Hello,
There was a question in geometry which was marked as a simple question as follows(Diagram below):-
The diagonal AC of a quadrilateral $CDAB$ bisects the $\angle DCB$. It is given that $BC=BD$. $\angle CAB = 80$, $\angle DBC = 20$, then the measure of $\angle ADC$ in degree is......

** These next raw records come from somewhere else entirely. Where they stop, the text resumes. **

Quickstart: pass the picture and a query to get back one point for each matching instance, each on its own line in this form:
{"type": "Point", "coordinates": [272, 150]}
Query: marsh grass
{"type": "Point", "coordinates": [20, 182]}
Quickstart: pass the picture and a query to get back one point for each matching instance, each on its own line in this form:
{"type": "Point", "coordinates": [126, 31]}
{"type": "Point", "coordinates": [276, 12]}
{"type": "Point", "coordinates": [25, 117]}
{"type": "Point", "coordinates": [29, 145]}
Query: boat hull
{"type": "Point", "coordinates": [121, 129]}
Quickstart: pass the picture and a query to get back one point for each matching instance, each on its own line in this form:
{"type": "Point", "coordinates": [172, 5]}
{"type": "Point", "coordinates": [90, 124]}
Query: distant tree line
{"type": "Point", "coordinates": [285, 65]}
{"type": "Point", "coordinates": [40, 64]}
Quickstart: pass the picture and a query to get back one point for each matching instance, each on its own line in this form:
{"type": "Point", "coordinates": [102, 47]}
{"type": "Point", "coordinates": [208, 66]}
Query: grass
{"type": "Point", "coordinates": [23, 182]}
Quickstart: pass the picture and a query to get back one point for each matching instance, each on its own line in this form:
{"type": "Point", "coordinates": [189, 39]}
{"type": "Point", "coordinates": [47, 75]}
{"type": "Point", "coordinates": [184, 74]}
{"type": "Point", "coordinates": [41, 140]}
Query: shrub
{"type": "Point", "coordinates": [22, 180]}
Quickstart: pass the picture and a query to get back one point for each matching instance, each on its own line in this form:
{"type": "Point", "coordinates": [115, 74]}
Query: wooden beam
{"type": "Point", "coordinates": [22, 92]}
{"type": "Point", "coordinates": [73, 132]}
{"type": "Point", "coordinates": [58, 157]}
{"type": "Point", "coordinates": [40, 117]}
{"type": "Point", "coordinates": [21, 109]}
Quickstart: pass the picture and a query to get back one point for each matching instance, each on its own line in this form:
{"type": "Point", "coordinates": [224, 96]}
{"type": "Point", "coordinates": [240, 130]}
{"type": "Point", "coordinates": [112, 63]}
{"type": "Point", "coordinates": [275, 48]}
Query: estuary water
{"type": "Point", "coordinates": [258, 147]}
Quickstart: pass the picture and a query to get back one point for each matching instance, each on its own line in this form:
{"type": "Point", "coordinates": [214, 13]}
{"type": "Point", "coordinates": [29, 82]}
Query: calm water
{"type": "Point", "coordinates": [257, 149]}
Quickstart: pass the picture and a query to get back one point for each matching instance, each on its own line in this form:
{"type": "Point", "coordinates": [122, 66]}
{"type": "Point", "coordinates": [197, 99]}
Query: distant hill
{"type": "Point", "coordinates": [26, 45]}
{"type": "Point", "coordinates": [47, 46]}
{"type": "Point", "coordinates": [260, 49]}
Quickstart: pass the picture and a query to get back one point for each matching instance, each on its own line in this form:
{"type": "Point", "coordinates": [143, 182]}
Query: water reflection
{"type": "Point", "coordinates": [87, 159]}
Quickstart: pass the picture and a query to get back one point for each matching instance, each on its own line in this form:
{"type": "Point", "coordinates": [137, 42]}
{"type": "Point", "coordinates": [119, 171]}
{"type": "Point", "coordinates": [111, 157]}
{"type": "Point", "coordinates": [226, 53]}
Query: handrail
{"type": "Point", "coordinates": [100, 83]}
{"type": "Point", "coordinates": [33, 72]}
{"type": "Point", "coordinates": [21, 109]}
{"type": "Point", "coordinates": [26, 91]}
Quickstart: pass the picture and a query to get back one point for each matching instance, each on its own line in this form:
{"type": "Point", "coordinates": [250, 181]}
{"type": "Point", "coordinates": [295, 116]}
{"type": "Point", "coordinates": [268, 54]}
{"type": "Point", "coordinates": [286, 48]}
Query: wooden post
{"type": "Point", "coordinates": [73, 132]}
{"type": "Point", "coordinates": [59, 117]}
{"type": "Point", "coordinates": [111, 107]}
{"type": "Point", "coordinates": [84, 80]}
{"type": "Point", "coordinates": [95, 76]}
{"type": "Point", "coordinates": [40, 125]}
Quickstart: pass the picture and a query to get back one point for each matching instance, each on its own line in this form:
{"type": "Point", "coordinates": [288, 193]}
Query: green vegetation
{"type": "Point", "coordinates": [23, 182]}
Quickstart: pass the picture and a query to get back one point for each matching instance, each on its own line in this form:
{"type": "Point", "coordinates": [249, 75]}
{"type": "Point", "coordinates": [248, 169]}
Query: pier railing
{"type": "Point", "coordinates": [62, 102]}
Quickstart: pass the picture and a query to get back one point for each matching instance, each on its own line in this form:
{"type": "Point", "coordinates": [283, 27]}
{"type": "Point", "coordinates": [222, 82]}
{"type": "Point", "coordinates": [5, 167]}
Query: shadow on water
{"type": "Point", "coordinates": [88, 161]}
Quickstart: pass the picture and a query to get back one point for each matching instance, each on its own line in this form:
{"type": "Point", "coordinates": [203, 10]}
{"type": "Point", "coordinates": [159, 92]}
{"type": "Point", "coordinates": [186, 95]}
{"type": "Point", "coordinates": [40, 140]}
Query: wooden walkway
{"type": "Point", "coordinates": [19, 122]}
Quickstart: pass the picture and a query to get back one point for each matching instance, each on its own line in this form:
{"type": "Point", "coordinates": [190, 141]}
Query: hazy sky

Lets take the point of intersection of the two diagonals as O. Now since $\triangle DCB$ is isosceles, $\angle D$ (Of the triangle) + $\angle C + 20 = 180$. Simplifying, we get $\angle CDA = 80$, and thus $\angle ACD$ and $\angle ACB = 40.$ Now solving for $ \triangle ACB$ (Taking the whole of $\angle C$ as $20+x$) we get $x = 40$. Now $\angle O$ in $\triangle AOC = 120$ and using vertically opposite angles formula, i got the value of $\angle AOB$ and $DOC = 60$. Now i'm stuck here. From my diagram i can see that $\angle CAB$ and $\angle BDC$ are equal to each other And $\angle ABD$ and $\angle DCA$ are equal to each other. I thought of assuming $\angle BDA = \angle ACB$ but i have no formal proof for that.
ANY HELP IS APPRECIATED
As $\angle CDB=\angle CAB$, quadrilateral $ABCD$ is cyclic. It follows that $\angle ADB=\angle ACB=40°$.